Acute abdominal pain in pregnancy is a challenging situation for the treating physician, given that the lives of the patient and the expected child are at risk. A quick and wise decision is imperative. A variety of pathologies could be responsible, whether related to pregnancy or not. Careful assessment and considering the anatomical and physiological changes associated with pregnancy certainly will avoid fetal and maternal morbidities and mortalities.
A 28-year-old lady, previous caesarean section was admitted at her 36 weeks gestation with an acute onset of vague abdominal pain associated with nausea and vomiting of 4 days duration. Clinical examination revealed temperature was 36.8o C and blood pressure (BP) of 110/80 mm Hg. Abdominal tenderness was elicited all over with palpable uterine contractions . Vaginal examination revealed no cervical dilation or effacement. Abdominal and pelvic ultrasonography (USG) was performed by a radiologist who reported a single live intrauterine pregnancy of 36 weeks with normal intra abdominal organs
Biochemical tests revealed a hemoglobin value of 12.4 gms/dl and white blood cells of 7.9 x 109 /L which fall within the normal range. There was no evidence of urinary tract infection. Fetal monitoring by cardiotocography (CTG) showed pathological findings a couple of hours later.

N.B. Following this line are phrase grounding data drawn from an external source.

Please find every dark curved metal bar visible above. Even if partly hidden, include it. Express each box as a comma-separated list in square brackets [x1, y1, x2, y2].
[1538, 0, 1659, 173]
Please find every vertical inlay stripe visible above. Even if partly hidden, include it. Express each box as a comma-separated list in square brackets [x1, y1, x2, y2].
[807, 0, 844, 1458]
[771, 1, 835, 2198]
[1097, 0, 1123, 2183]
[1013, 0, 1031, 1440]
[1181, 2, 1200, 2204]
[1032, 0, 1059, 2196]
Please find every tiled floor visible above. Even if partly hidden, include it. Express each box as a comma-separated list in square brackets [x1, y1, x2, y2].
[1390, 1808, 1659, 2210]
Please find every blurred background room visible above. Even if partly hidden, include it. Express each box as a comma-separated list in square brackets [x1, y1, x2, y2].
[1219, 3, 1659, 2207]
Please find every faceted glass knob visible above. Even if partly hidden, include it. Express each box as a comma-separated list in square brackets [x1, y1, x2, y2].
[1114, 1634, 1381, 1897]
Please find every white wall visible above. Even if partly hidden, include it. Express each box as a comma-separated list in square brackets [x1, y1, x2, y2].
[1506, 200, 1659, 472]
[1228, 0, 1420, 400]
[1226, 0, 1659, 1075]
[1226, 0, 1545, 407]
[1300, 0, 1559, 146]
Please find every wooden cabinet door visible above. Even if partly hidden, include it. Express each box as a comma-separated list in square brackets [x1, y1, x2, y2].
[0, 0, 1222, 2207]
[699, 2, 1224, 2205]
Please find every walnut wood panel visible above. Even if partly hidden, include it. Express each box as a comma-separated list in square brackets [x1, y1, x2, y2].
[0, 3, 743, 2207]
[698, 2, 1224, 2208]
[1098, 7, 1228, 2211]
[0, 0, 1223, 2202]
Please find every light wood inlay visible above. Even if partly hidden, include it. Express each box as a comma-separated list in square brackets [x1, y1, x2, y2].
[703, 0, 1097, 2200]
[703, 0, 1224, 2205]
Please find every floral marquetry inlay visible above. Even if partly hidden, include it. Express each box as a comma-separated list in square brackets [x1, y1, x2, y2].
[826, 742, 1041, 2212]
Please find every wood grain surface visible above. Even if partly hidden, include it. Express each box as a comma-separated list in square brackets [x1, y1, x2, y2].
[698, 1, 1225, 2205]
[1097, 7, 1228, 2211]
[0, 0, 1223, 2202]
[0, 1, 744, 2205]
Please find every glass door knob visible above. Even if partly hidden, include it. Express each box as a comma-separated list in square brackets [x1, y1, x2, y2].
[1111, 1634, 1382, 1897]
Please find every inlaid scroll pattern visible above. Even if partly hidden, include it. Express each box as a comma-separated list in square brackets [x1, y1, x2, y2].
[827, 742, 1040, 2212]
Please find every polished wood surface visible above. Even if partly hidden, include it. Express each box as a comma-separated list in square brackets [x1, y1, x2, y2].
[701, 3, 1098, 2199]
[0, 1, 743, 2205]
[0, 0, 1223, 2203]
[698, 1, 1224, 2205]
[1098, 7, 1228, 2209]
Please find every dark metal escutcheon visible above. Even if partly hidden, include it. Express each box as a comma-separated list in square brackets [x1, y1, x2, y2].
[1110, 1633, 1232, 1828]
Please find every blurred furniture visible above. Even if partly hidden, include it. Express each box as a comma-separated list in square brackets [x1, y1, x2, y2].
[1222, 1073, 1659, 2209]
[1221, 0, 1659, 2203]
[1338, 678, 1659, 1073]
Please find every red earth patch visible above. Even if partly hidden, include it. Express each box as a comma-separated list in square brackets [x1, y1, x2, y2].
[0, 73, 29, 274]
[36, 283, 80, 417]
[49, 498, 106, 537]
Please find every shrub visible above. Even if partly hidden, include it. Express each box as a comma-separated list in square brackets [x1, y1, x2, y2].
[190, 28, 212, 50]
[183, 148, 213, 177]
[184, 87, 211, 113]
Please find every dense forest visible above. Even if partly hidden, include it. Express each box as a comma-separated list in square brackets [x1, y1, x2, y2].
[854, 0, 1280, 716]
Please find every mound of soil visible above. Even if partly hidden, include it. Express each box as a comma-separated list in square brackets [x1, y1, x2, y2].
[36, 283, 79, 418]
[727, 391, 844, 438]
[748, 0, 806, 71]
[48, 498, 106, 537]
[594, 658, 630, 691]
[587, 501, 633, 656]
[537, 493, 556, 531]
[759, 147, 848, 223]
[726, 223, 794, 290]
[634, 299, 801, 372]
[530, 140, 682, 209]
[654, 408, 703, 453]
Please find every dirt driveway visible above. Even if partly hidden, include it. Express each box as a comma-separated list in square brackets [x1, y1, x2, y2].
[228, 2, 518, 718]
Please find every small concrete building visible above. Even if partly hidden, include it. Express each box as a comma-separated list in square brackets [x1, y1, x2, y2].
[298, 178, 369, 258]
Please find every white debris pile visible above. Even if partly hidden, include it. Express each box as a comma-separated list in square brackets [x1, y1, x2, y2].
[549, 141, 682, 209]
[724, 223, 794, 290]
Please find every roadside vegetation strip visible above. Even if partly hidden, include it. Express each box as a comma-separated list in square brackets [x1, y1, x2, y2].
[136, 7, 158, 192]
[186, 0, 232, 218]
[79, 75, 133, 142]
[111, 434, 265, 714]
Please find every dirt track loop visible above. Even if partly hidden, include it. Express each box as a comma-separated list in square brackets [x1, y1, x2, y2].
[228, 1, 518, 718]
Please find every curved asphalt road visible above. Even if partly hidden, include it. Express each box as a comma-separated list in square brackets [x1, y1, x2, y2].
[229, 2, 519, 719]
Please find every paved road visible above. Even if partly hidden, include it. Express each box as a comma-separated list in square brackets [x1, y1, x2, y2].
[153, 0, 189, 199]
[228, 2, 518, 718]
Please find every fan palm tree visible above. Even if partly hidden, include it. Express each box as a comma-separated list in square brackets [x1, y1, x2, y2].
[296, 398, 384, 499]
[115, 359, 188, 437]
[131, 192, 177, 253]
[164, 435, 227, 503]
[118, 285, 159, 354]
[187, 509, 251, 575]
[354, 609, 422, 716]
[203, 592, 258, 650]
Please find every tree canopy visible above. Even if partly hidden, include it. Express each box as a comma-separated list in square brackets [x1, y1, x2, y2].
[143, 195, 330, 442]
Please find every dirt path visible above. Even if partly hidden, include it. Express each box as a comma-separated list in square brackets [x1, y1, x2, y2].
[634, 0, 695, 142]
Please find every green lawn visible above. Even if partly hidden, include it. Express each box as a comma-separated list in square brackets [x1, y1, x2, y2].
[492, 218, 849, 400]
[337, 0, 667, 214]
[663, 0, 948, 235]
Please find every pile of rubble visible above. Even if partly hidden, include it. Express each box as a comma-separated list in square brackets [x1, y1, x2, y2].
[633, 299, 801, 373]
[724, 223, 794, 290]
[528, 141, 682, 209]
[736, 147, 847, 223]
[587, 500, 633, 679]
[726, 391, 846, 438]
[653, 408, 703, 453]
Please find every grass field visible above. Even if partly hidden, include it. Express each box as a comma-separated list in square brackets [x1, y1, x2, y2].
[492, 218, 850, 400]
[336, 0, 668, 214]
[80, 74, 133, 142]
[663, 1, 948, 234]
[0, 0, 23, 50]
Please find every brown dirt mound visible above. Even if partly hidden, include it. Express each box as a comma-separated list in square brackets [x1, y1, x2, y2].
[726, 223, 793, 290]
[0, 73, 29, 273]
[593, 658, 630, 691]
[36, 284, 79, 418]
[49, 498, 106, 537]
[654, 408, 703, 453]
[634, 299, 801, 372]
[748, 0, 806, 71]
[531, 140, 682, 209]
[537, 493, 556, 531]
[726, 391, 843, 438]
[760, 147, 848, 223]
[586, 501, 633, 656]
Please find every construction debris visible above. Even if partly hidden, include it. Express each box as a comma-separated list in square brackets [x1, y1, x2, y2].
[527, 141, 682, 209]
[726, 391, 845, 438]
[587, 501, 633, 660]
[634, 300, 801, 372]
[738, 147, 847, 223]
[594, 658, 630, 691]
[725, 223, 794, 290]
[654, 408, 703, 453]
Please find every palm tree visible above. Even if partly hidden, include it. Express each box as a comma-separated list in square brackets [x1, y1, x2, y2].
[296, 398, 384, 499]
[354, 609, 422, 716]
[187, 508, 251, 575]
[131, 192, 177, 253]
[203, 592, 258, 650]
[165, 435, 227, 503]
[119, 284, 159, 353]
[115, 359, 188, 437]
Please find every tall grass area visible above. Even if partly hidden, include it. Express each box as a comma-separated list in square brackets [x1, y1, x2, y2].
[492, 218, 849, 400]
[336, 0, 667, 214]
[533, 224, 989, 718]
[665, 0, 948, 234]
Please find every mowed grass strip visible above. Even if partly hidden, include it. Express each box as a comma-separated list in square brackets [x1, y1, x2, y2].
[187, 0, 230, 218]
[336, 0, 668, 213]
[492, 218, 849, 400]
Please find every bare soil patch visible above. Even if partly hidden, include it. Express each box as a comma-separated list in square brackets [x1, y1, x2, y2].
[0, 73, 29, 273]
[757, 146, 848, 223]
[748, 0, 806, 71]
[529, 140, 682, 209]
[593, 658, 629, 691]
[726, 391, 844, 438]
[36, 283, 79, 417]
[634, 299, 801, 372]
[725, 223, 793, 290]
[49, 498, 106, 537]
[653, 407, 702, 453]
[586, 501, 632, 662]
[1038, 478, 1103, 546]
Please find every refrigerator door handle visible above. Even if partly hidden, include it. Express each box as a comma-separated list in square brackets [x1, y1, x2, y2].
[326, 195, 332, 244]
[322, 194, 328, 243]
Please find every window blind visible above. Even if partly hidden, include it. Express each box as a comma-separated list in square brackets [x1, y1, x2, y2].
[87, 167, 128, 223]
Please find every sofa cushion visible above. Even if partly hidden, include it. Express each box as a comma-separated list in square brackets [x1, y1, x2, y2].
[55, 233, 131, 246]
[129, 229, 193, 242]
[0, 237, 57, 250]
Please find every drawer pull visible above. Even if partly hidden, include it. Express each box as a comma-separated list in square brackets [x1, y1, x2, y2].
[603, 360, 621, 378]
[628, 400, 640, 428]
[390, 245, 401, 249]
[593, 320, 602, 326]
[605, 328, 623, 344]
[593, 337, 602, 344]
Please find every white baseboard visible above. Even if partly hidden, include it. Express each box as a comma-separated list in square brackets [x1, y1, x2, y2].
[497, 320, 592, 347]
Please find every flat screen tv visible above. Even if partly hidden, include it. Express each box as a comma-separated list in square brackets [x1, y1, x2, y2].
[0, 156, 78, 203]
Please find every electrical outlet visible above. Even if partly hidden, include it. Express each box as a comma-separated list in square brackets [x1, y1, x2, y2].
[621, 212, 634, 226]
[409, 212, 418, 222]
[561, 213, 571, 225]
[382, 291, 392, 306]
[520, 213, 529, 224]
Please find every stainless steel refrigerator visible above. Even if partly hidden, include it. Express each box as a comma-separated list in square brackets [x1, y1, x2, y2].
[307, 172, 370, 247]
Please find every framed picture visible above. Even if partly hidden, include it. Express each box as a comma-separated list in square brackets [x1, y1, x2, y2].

Emergency caesarean section was carried out. A live male neonate was delivered weighing 2.160 kg with a good Apgar score. Turbid fluid was noticed upon opening the peritoneum, raising the possibility of coexisting inflammatory focus, thus pelvic and abdominal organs were explored. A seriously inflamed appendix with pus discharging from the same place of the perforation was found with no other organ morbities. Appendectomy and peritoneal lavage were performed by the surgical team with drain kept in situ. No other pathology was found.
Subsequent histopathology confirmed the intra operative findings.
The patient had a smooth and complete postpartum course in spite of this serious intraoperative finding and discharged on the 9th postoperative day, after completing full course of broad-spectrum antibiotics.